Desde hace algún tiempo, por motivos que espero poder explicar a lo largo de esta entrada, angosta y adormilada como un 1 de noviembre, me he visto recompuesta en vídeo de bodas, comuniones, festivales, visitas a pisos en construcción y otras fiestas de guardar, a edades tiernas, cuando no me daba vergüenza decir que una de las cosas que más odiaba en el mundo era el fascismo ni proclamar a los cuatro vientos en el pasillo de mi casa (nunca diré que esa casa es de mis padres. Esa casa es ‘mía’ porque en ella me sigo viendo): «Soy Miss Mundo Mundial».
He visto y he llorado con un ataque de risa -todo a la vez- cómo el tiempo rueda. Y he sentido nostalgia de mis padres. Y me he visto mirar con adoración a mis hermanas y cogerles la mano para que me prometieran que ellas ‘matarían monstruos por mí’. En los poros me ha llegado el calor de las tardes de domingo, cantando, bailando, contando chistes sin gracia con los que mi padre se reía y a mi madre al fondo decir «Enrique, deja a las niñas tranquilas». El exceso de felicidad, de tal magnitud que ni eres consciente porque cuando han pasado 20 años, mitificas, descontextualizas, redimensionas hasta ajustarlo todo a esa medida en la que cabe la razón y los motivos.
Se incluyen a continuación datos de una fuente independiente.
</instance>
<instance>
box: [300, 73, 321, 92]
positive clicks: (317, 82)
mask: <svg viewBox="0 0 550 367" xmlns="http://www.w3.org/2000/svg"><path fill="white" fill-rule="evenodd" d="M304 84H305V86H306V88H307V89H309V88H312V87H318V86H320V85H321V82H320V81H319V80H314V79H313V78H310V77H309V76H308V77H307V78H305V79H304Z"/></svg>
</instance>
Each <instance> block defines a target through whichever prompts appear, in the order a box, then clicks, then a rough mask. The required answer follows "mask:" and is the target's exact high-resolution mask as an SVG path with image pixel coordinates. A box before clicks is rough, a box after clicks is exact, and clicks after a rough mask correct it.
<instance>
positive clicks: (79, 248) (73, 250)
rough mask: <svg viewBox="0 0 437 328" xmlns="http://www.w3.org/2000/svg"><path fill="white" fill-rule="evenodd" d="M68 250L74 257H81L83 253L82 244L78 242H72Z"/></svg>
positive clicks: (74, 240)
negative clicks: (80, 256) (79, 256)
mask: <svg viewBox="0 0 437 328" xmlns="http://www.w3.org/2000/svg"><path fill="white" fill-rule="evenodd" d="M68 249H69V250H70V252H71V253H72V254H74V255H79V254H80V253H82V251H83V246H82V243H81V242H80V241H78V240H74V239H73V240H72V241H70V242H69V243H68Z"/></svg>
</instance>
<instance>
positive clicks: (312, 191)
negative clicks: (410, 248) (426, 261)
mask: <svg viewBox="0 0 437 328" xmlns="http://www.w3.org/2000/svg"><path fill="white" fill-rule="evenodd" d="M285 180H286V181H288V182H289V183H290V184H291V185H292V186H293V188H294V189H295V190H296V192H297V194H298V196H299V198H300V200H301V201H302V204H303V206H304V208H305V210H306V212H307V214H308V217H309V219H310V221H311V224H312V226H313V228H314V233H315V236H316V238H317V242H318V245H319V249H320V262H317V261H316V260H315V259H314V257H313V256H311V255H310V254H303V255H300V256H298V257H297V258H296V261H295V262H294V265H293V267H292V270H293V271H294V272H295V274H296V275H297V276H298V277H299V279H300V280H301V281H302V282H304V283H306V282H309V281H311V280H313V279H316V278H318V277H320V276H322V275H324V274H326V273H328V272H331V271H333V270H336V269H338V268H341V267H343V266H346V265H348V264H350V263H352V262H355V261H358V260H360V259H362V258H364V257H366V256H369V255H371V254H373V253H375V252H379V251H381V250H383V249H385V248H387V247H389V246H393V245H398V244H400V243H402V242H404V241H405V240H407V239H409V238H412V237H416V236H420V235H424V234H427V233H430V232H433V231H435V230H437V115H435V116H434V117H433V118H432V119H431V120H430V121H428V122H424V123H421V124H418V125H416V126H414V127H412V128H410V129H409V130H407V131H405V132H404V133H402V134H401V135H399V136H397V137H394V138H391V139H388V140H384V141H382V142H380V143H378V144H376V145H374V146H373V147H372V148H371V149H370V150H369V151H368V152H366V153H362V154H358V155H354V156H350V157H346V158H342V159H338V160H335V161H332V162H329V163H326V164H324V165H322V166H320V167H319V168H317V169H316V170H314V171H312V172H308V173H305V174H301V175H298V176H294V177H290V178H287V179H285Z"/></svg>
Todo esto para poder decir que si tienes vídeos de tu infancia en VHS o Betacam, pásatelos a DVD y ponte una tarde a verlos. Te asombrarás de lo poderoso que eres cuando eres niño, porque no hay apenas principio y, ni mucho menos, final. Es posible que te emociones, que flipes con los looks ochenteros pero, por encima de todo eso, te levantarás del sofá sintiendo que todavía sigues siendo «Miss Mundo Mundial».